Top 5 Differences You Need to Understand - Using SAP ERP as a Baseline
One of the most common mistakes made in approaching electronic invoicing in Latin America is thinking that the process is similar to the European Union. Simply, EU eInvoicing is not the same as Latin American electronic invoicing. In this commentary, we
focus on the top 5 differences between EU countries and Latin American countries: specifically Brazil, Mexico and Argentina.
Key take-away: Latin America einvoicing will affect the configuration of your SAP ERP system, your ability to ship your product, and will require constant attention to keep up with the changing mandates.
1. In many Latin American countries an einvoice is mandatory –
Yes, in many of the EU countries, we are seeing governments requiring electronic invoices. However, this is specific to Business to Government (B2G) interactions. EU countries don’t dictate as a whole that you must send an approved electronic invoice for
Business to Business transactions or Business to Consumer transactions. Instead, the EU outlines functional requirements if you choose to send an invoice electronically. These functional lego blocks center around “authenticity and integrity.” In Latin America,
countries like Mexico require you to send a government approved electronic invoice if your organization meets certain criteria. For example, the newly announced legislation by Mexcio’s Servicio de Aministracion Tributaria (SAT) requires companies with annual
revenue of more than 2 million pesos to send electronic invoices.
2. Latin America requires a real-time, fully integrated process –
In countries such as Brazil, this is not just about applying a digital signature to a PDF and sending it to your customer via a portal and in parallel storing in a long-term archive. These are highly evolved, real-time integrations with the government
that can take 20 to 30 seconds for approval. In future blogs, we will explore the Latin American processes in more detail, but some of the most typical elements include: a defined XML schema via Web Services, a sequencing process, a printing process that
defines an output that must accompany the truck, designated barcodes on the print outs, archiving and more.
3. In countries like Brazil and Mexico, the electronic invoice approval is linked to your logistics process –
In other words, you can’t ship your product from your warehouse, until you receive the approvals from the government on your invoice. This can actually take many forms beyond just your ability to ship. In the worst case, the government can confiscate
your truck, the physical goods, and levy very strict financial penalties if the invoice information doesn’t match what is on the truck or what arrives at your customer. For example, in Brazil all the fiscal information and approval information must be printed
on a DANFE that accompanies the truck. This is also the reason why you should always have real time, local language support from your provider and a well-defined contingency process in place.
4. Latin America defines strict process standards – In Brazil, you have Nota Fiscal Eletronica 2.0 and in Mexico you have CFD v3.2 which clearly outlines the XML schema, integration touch points, process, archiving, and printing procedures.

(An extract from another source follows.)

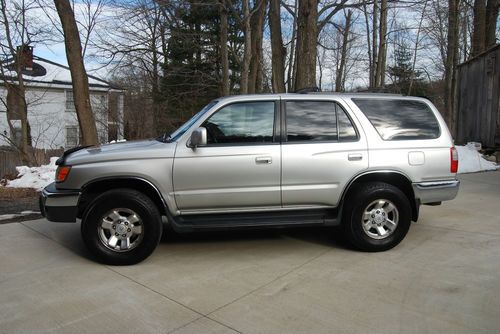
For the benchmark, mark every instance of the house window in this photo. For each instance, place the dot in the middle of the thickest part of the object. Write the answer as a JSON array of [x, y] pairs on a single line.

Most of the EU regulations will dictate what makes an invoice VAT compliant, but they don’t mandate a specific format like Brazil or Mexico. Also, it should be noted that Latin American countries tend to expand upon these process standards, so be prepared
to adjust the XML and process during the year.
5. Latin America einvoicing will affect your SAP ERP configuration –
The solutions required to comply in Brazil, Argentina and Mexico require configurations and many times specific localizations to the ERP system before you can even send an electronic invoice. In Brazil, organizations must ensure that they have not only
installed and localized the taxes and fiscal information correctly (which by the way is no easy task), but they also must comply with SPED, Sistema Público de Escrituração Digital, reporting requirements.